In the final hours of a month long search through rugged jungles swarming with mosquitos, scientists confirmed the sighting of a bird that hasn’t been seen in 140 years.

A picture of the ground-dwelling black-naped pheasant-pigeon was captured via camera trap, and felt to the team “like finding a unicorn.”

Documented to science in 1882 and not seen since, the black-naped pheasant pigeon is now almost certainly the most endangered bird in New Guinea, and reinforces the need to conserve as much of its home of Fergusson Island off the east coast of the mainland.

 

With just hours remaining before their search was called off, expedition co-leader Jordan Boersma was catching his breath on a hillside while looking through camera trap photos.

“Suddenly I was confronted with this image of what at that time felt like a mythical creature,” Boersma, a postdoctoral researcher at the Cornell Lab of Ornithology, told the Audubon Society. “It was, without exaggeration, the most surreal moment of my life.”

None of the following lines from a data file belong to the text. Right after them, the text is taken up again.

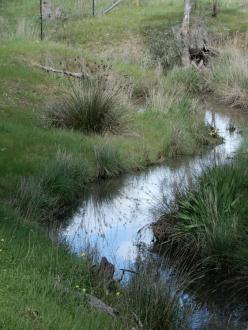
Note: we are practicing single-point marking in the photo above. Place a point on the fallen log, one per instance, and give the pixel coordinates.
(78, 75)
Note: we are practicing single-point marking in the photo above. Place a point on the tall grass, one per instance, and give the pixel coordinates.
(228, 77)
(91, 106)
(155, 296)
(210, 221)
(52, 194)
(108, 160)
(185, 130)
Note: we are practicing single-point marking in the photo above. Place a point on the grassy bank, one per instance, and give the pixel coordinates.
(44, 168)
(41, 282)
(209, 221)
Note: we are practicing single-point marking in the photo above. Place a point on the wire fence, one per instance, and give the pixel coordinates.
(34, 17)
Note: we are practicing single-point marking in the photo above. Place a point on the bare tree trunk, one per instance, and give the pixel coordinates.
(185, 33)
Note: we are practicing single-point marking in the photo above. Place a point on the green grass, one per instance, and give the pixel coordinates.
(210, 222)
(40, 282)
(43, 170)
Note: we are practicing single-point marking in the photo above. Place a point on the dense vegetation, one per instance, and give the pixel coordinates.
(137, 108)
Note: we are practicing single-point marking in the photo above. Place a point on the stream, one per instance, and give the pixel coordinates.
(116, 214)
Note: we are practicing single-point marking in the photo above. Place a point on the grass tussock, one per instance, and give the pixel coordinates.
(156, 299)
(228, 77)
(210, 222)
(90, 106)
(185, 131)
(55, 191)
(108, 160)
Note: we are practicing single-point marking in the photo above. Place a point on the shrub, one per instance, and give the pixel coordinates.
(91, 106)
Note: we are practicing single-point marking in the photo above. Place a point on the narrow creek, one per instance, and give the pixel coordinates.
(115, 215)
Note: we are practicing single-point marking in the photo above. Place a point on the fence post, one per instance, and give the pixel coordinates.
(93, 7)
(41, 20)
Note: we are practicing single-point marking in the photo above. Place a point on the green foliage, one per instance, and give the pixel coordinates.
(108, 161)
(90, 106)
(228, 77)
(50, 195)
(41, 283)
(155, 299)
(211, 218)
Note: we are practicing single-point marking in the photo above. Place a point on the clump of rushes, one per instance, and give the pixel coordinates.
(210, 222)
(227, 77)
(108, 160)
(187, 131)
(55, 192)
(156, 299)
(91, 106)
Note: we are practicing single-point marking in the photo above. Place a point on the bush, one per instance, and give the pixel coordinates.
(91, 106)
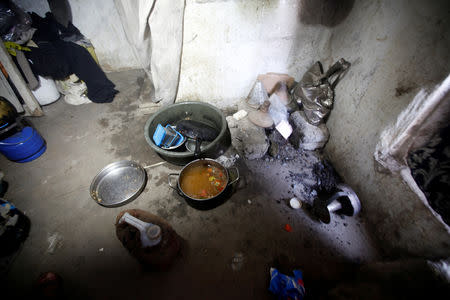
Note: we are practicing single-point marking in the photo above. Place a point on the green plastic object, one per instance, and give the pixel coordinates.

Funding the expedition is The Search for Lost Birds, an initiative to locate 150 avian species lost to science but not declared extinct, organized by BirdLife International, Re:wild, and American Bird Conservancy.

This is normally when a reporter explains a little about the “mythical creature” but so little is known about it beyond its chicken size, and that it carries a plethora of rust-colored back and shoulder feathers which sharply contrast its black nape and tail.